China lets yuan rise to strongest level in years as de-dollarisation trend grows



China’s central bank set the yuan’s daily fixing rate at its strongest level since mid-2023 on Wednesday, as the Chinese currency extended gains with investors increasingly rotating out of US dollar assets amid concerns over the Federal Reserve’s independence and US debt sustainability.

The People’s Bank of China set the yuan’s midpoint rate – also known as the daily fixing rate – at 6.9438 to the US dollar, which marked the strongest level in 33 months.

The move followed months of steady appreciation in the yuan, with its offshore rate trading at 6.909 per US dollar as of early afternoon on Wednesday.
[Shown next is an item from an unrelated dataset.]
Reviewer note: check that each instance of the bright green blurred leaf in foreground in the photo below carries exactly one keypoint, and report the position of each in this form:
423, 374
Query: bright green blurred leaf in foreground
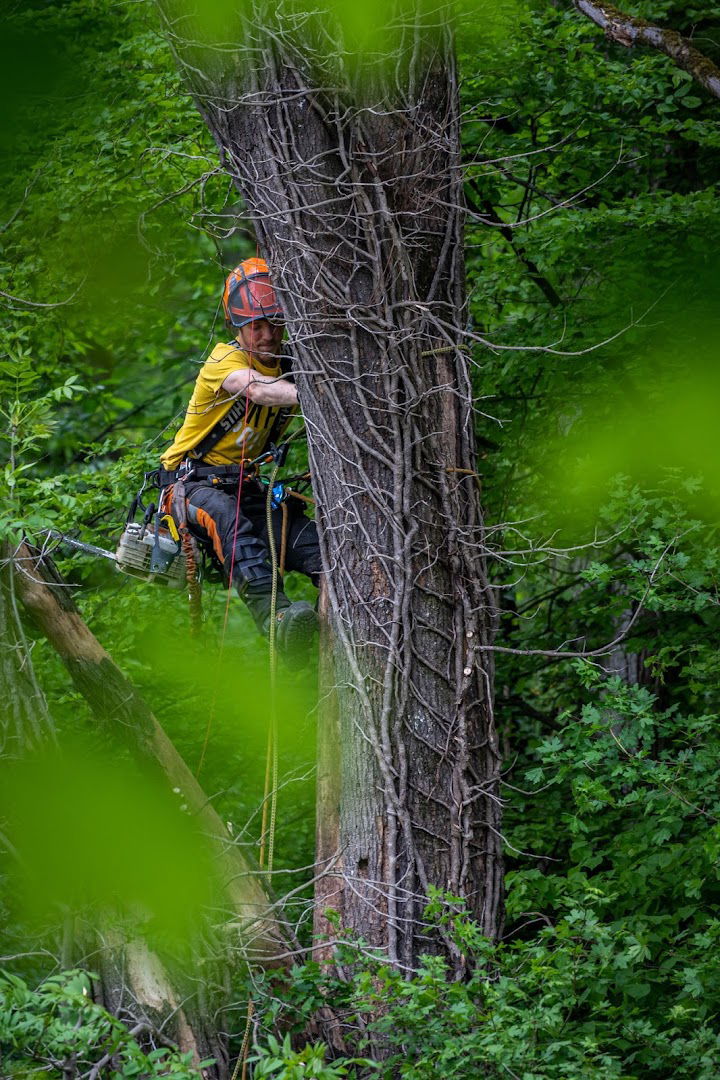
91, 828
By contrast, the US dollar has remained under sustained pressure in recent months, with investor confidence sapped by persistent concerns over the Donald Trump administration’s policy volatility and interventions in the Federal Reserve, as well as the United States’ long-term fiscal sustainability.

Billionaire investor Ray Dalio, founder of the hedge fund Bridgewater Associates, has warned that the US is in stage five – or the “pre-breakdown phase” – of his six-stage “big cycle” that aims to chart the rise and fall of national and global orders.

“We are sort of at the brink but not over the brink,” he said in an interview with Tucker Carlson released on Tuesday. “It’s before a period of great disorder when there can be a monetary breaking down of the system.”

He warned of a looming debt crisis in which the Federal Reserve could be forced to monetise deficits by printing money, eroding the currency’s value.